OpenAI expanded its real-time capabilities on 8 May with the simultaneous launch of three production-ready audio APIs, each targeting a different slice of the voice AI market.
GPT-Realtime-2 is the flagship: a voice-native reasoning model that processes speech directly without intermediate text conversion, enabling more natural conversational AI applications. Unlike previous voice APIs that converted speech to text, processed it through a language model, and then synthesised audio output, Realtime-2 maintains an end-to-end audio pipeline that preserves tone, emotion, and conversational context.
Realtime-Translate supports real-time translation across more than 70 languages, targeting applications from customer support to live event interpretation. The model handles code-switching — conversations that move between languages mid-sentence — which has historically been a weak point for translation APIs.
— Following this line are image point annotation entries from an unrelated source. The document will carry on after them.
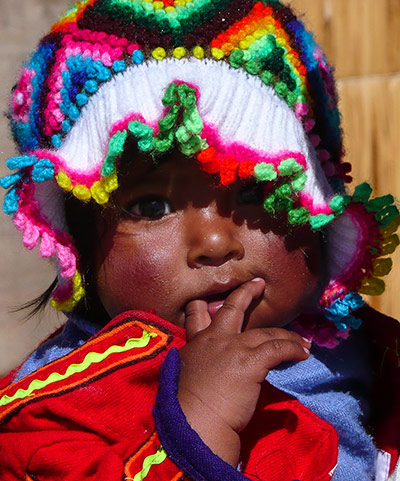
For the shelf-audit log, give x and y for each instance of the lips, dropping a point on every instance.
(216, 301)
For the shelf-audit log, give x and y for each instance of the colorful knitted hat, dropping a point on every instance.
(238, 84)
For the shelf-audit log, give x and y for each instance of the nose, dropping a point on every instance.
(213, 239)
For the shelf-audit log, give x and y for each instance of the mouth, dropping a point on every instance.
(216, 301)
(217, 295)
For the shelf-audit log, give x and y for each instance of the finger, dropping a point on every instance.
(231, 315)
(197, 317)
(272, 353)
(256, 337)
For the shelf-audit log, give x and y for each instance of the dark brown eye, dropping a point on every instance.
(251, 194)
(149, 208)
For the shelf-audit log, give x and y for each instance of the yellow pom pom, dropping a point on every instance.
(198, 52)
(259, 33)
(111, 183)
(81, 192)
(78, 293)
(389, 245)
(179, 52)
(63, 181)
(392, 228)
(372, 287)
(382, 267)
(217, 53)
(99, 194)
(159, 53)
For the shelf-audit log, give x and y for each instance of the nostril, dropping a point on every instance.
(214, 260)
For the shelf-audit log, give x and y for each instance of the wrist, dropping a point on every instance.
(213, 431)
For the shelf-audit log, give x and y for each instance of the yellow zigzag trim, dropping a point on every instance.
(90, 358)
(159, 457)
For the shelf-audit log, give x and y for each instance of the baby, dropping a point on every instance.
(181, 162)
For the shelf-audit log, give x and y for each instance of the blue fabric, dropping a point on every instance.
(75, 333)
(182, 444)
(334, 384)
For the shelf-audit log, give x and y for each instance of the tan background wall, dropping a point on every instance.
(361, 39)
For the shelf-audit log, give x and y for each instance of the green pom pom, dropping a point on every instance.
(265, 172)
(140, 130)
(289, 167)
(291, 99)
(267, 77)
(193, 121)
(299, 182)
(144, 133)
(281, 89)
(195, 144)
(236, 58)
(375, 205)
(168, 122)
(164, 140)
(169, 96)
(283, 191)
(115, 148)
(253, 67)
(386, 216)
(284, 203)
(187, 96)
(339, 203)
(298, 216)
(320, 220)
(362, 193)
(269, 204)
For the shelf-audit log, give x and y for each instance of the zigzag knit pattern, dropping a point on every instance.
(263, 38)
(96, 41)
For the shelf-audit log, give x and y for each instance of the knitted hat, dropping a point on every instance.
(238, 84)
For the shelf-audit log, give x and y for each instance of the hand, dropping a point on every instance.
(223, 367)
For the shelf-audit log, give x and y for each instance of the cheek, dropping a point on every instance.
(292, 277)
(132, 276)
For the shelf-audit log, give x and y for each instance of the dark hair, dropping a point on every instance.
(82, 221)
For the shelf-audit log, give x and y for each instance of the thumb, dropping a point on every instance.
(197, 317)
Realtime-Whisper is the production-grade evolution of OpenAI's Whisper transcription model, optimised for live streaming scenarios with sub-second latency. It includes speaker diarisation (identifying who said what in multi-speaker conversations), punctuation and formatting, and domain-specific vocabulary handling.
For context engineers building voice-enabled applications, the three APIs create a complete audio stack: transcribe with Realtime-Whisper, reason with Realtime-2, translate with Realtime-Translate. The pricing model follows OpenAI's standard per-token structure, with audio tokens priced at a premium over text. Developers can mix and match the three APIs or use them independently. The launch positions OpenAI against ElevenLabs (voice synthesis), Deepgram (transcription), and Google's Gemini Live (multimodal conversation) in the rapidly growing voice AI market.